Poitier and Bogdanovich: The Defiant Ones
The New York Times
Sidney Poitier and Peter Bogdanovich were geniuses of the Hollywood system who, with great success and frustration, worked to transform it in the same era.
Last week, the movies lost two giants — Sidney Poitier and Peter Bogdanovich — who each made history in his own way. Our chief film critics discussed the men, their careers and their legacies.
MANOHLA DARGIS When Poitier and Bogdanovich died last week, you and I talked about how each had helped shape the periods in which they emerged. I’ve been thinking about that ever since. We know their careers briefly overlapped: Bogdanovich directed Poitier in the 1996 TV movie “To Sir, With Love 2,” a sequel to the 1967 film. For the most part, though, they had separate trajectories partly shaped by race, personal choices and what was happening both in the country and the industry.

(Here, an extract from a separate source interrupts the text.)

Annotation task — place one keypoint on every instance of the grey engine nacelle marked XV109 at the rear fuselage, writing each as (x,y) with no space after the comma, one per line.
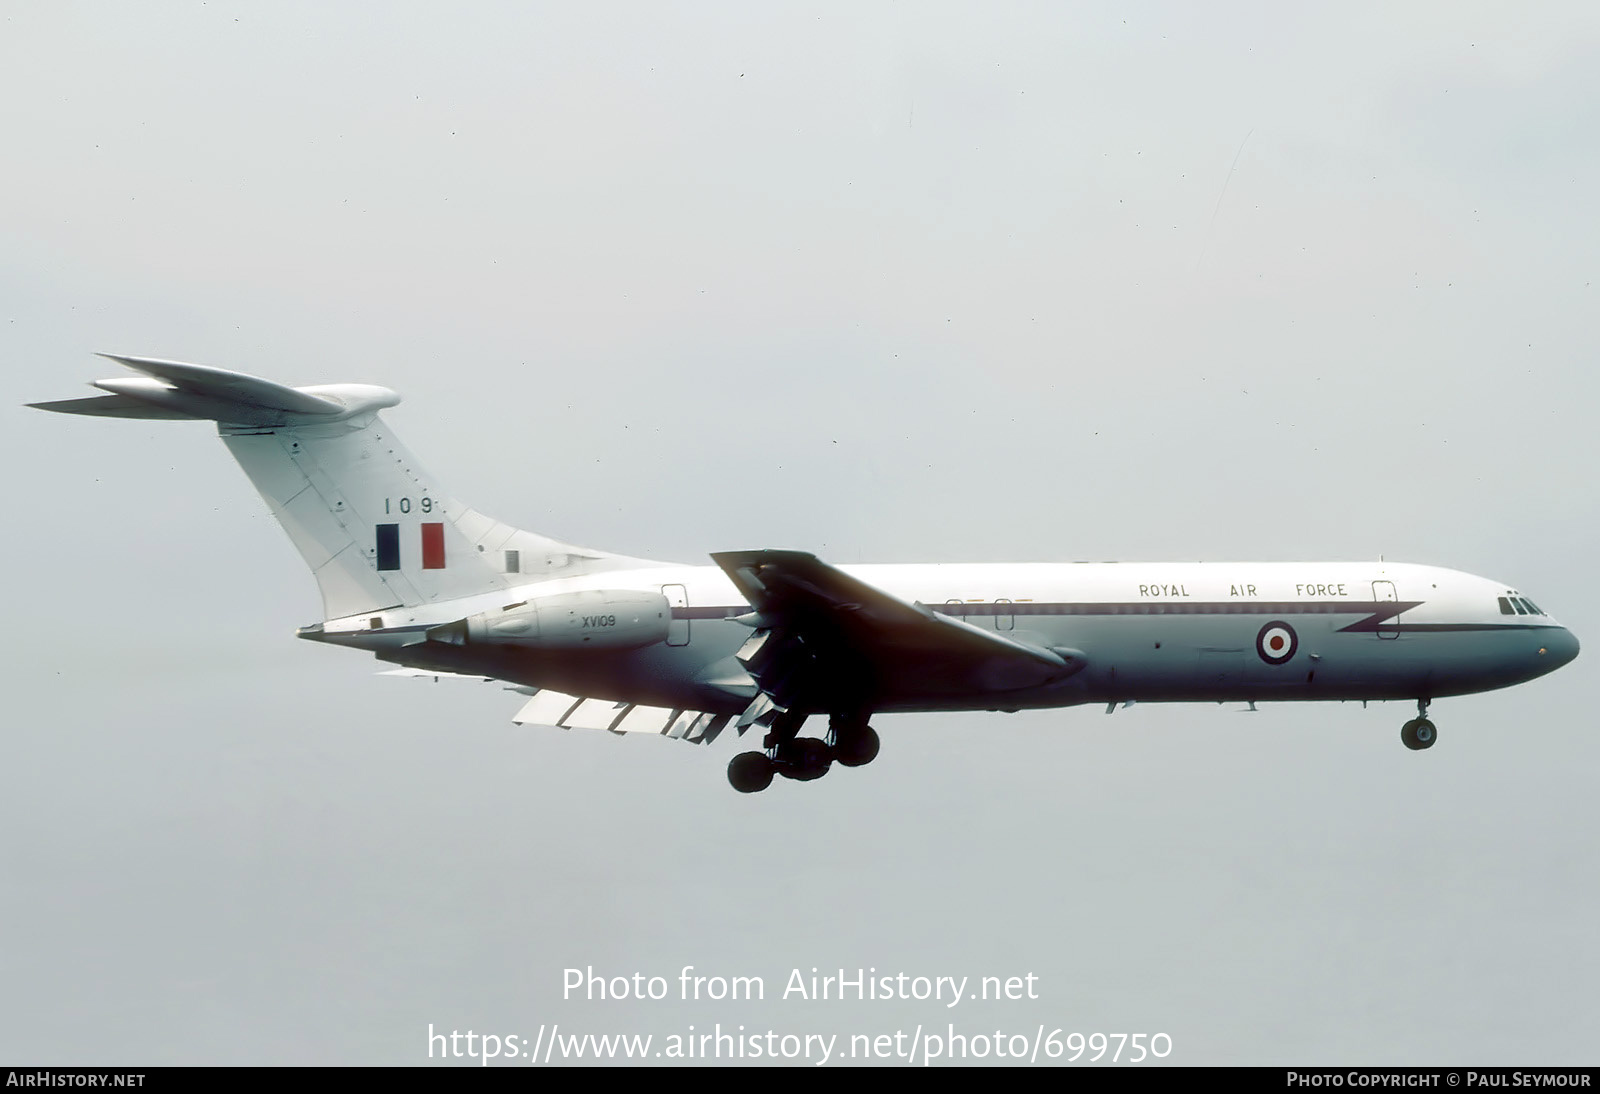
(593,620)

It’s fascinating to trace the arcs of these separate paths. Poitier’s begins first and his big big-studio break, the 1950 drama “No Way Out.” He was working in Jim Crow Hollywood that he would later help overturn, but it took so long. In some ways, the pressures and contradictions he faced came to a head at the end of the decade first with the release of “The Defiant Ones” in 1958, in which he has equal billing with Tony Curtis. A year later, though, Poitier is on his knees playing Porgy in “Porgy and Bess,” a role that he’d rejected but was effectively forced into taking.